Réduction de la mortalité masculine
C’est dans ce contexte, et grâce aux progrès exponentiels que connaît la génétique des populations
ces dernières années, que Chuan-Chao Wang, Yunzhi Huang, Shao-Qing Wen,
Chun Chen, Li Jin et Hui Li ont voulu dépiauter le chromosome Y de 526
hommes –soit 8,9 millions de paires de base au total– répertoriés dans le projet 1000 Génomes.
Ces hommes sont issus, génético-démographiquement, de trois populations
africaines, cinq européennes, trois asiatiques et trois américaines.

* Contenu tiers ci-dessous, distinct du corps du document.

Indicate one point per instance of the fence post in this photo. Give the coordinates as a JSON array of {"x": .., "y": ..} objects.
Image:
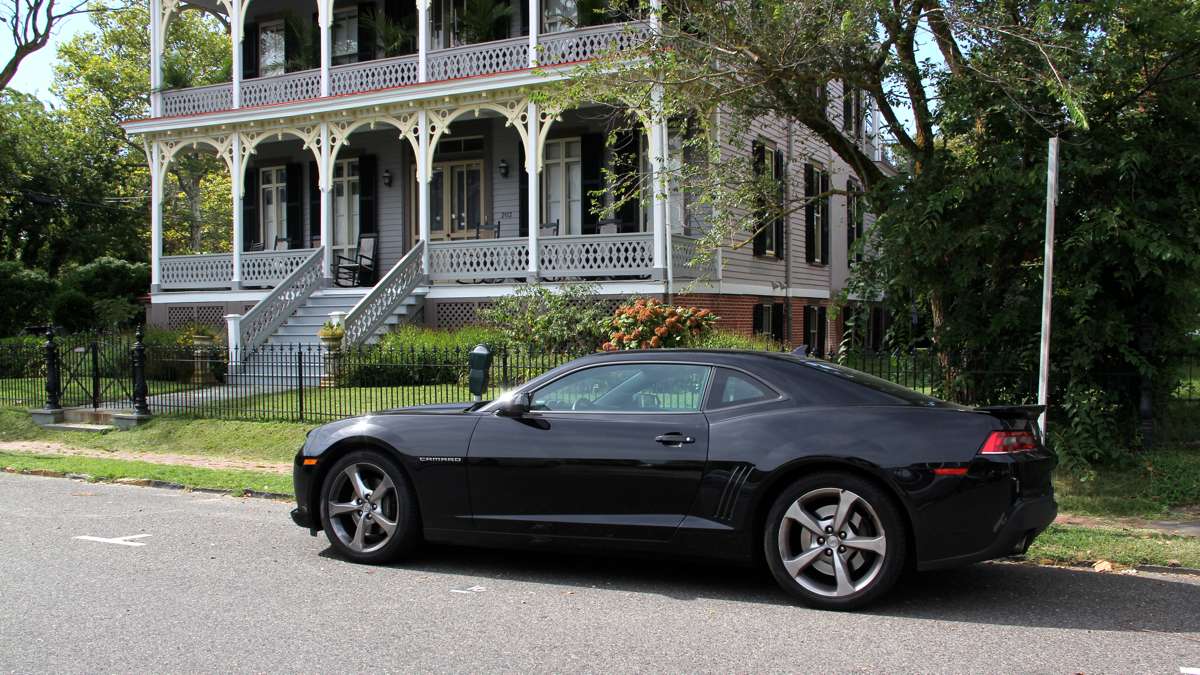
[
  {"x": 53, "y": 374},
  {"x": 141, "y": 390},
  {"x": 95, "y": 372}
]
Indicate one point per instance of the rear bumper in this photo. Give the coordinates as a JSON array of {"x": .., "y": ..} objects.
[{"x": 1024, "y": 521}]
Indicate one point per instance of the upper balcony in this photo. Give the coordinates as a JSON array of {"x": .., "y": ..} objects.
[{"x": 289, "y": 54}]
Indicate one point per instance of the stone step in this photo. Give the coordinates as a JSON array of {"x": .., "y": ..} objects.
[{"x": 81, "y": 426}]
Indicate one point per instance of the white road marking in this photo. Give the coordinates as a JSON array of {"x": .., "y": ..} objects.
[{"x": 119, "y": 541}]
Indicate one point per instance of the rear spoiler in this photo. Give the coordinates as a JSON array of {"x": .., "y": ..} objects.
[{"x": 1013, "y": 412}]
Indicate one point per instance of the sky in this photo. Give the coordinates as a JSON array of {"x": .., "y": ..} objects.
[{"x": 36, "y": 72}]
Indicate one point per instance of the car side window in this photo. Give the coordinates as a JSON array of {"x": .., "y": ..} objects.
[
  {"x": 732, "y": 388},
  {"x": 627, "y": 388}
]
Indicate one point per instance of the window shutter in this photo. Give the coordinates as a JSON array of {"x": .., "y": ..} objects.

Leur étude confirme une évolution démographique différenciée
entre mâles et femelles humains. Ce que montrent les études sur l’ADN
mitochondrial, c’est que la plupart des lignées maternelles en Europe et
en Asie prouvent bien la survenue d’une explosion démographique
remontant à 8.000-12.000 ans –soit avant la mutation agricole de notre
espèce–, suivie d’une période de croissance beaucoup plus lente
enclenchée il y a grosso modo 7.000 ans. Parallèlement, la généalogie du
chromosome Y
(et donc des lignées paternelles) révèle que l’expansion masculine la
plus significative s’est produite il y a 2.000-6.500 ans. En
particulier, l’apogée de l’empire démographique masculin s’étale sur une
période remontant entre 3.300 et 1.500 ans, soit 1.000 à 3.000 ans
après la naissance de l’agriculture, le temps qu’il lui aura fallu pour
se stabiliser et conquérir le monde. Pendant cet intervalle, les hommes
ont pu se reproduire entre 10 à 100 fois plus que leurs ancêtres
pré-néolitique:
«Grâce à l’agriculture, notent les chercheurs, les
ressources alimentaires étaient beaucoup plus stables qu’avec la chasse
et la cueillette, d’où une fertilité des populations plus élevée et une
meilleure survie infantile. Plus important encore, en éloignant les
hommes des dangers de la chasse, la réduction de la mortalité masculine
liée à la chasse a sans doute été l’un des principaux facteurs de
l’expansion démographique sexuellement différenciée du néolithique.»